JAKARTA, KOMPAS.com - Komisi Pemberantasan Korupsi (KPK) tengah menelusuri proses pembahasan proyek pengadaan Kartu Tanda Penduduk (KTP) elektronik di Komisi II DPR, pada periode 2011-2012.
Pembahasan tersebut melibatkan mitra kerja Komisi II yakni, Kementerian Dalam Negeri.
KPK memanggil dua mantan Ketua Komisi II DPR, Chairuman Harahap dan Agun Gunandjar Sudarsa, Selasa (11/10/2016).
Keduanya diperiksa terkait dugaan korupsi senilai Rp 2 triliun dalam pengadaan paket penerapan KTP berbasis nomor induk kependudukan secara nasional atau disebut KTP elektronik.
Kepala Bagian Pemberitaan dan Publikasi KPK Priharsa Nugraha mengatakan, keduanya dikonfirmasi oleh penyidik seputar dugaan kerugian negara yang diakibatkan penyalahgunaan wewenang oleh sejumlah pejabat negara.
(Baca: Mantan Ketua Komisi II DPR Anggap Anggaran E-KTP Rp 6 Triliun Sudah Rasional)
"Yang didalami mulai dari proses anggaran, perencanaan, pengadan dan pelaksanaan proyek," ujar Priharsa.
Seusai diperiksa pada Selasa malam, Agun Gunandjar mengatakan, Komisi II DPR pada prinsipnya hanya menjalankan pengawasan secara politik.
Menurut Agun, Komisi II DPR tidak mengaudit secara spesifik angka-angka yang dijelaskan dalam proposal anggaran.
Mekanisme pengajuan anggaran kementerian, kata dia, telah memiliki mekanisme pengawasan yang berstandar.
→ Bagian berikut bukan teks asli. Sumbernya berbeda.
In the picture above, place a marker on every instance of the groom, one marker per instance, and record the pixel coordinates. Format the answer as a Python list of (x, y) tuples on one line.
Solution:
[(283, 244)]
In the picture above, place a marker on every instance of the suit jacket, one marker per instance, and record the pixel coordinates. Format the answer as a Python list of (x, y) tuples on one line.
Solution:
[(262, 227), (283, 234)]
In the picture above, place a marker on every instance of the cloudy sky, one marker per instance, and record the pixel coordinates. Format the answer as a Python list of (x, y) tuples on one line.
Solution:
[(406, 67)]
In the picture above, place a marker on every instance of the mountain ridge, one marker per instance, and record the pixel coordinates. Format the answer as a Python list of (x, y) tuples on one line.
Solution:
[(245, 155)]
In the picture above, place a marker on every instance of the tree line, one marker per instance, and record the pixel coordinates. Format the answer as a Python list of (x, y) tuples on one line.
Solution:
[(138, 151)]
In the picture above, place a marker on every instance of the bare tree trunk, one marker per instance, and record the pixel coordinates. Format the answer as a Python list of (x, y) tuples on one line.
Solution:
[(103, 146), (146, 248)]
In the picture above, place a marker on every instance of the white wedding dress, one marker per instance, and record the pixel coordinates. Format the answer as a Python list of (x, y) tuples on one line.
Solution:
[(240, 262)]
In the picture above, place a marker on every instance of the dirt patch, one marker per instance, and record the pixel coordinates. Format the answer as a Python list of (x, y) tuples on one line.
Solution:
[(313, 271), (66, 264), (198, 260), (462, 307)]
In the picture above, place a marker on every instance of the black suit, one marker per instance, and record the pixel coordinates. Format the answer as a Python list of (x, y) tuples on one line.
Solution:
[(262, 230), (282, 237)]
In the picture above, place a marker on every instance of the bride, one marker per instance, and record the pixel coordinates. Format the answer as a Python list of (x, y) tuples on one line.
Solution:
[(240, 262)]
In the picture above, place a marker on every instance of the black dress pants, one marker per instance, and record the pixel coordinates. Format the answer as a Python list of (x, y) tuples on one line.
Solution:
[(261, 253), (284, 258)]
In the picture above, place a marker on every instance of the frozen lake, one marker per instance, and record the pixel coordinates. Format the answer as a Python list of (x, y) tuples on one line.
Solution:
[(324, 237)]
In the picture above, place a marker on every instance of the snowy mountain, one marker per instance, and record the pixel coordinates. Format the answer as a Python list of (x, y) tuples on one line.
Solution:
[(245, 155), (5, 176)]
Misalnya, saat diajukan ke Badan Anggaran DPR dan dibahas di Komisi.
"Tapi jujur saja, apakah kami mampu melihat detail sampai satuan angka? Saya tanya, apakah APBN seluruh anggota DPR tahu sampai satuan angka di Kementerian, kan tidak akan tahu," kata Agun.
(Baca: Jadi Tersangka Kasus KTP Elektronik, Staf Khusus Mendagri Dipensiunkan)
Agun menjelaskan, pada dasarnya Komisi II DPR mendorong pengadaan KTP elektronik. Adanya KTP berbasis nomor induk secara nasional dinilai menjadi kebutuhan masyarakat dalam pemilihan umum, pengurusan administrasi, hingga pendataan masyarakat saat dilakukan pembagian bantuan dari pemerintah.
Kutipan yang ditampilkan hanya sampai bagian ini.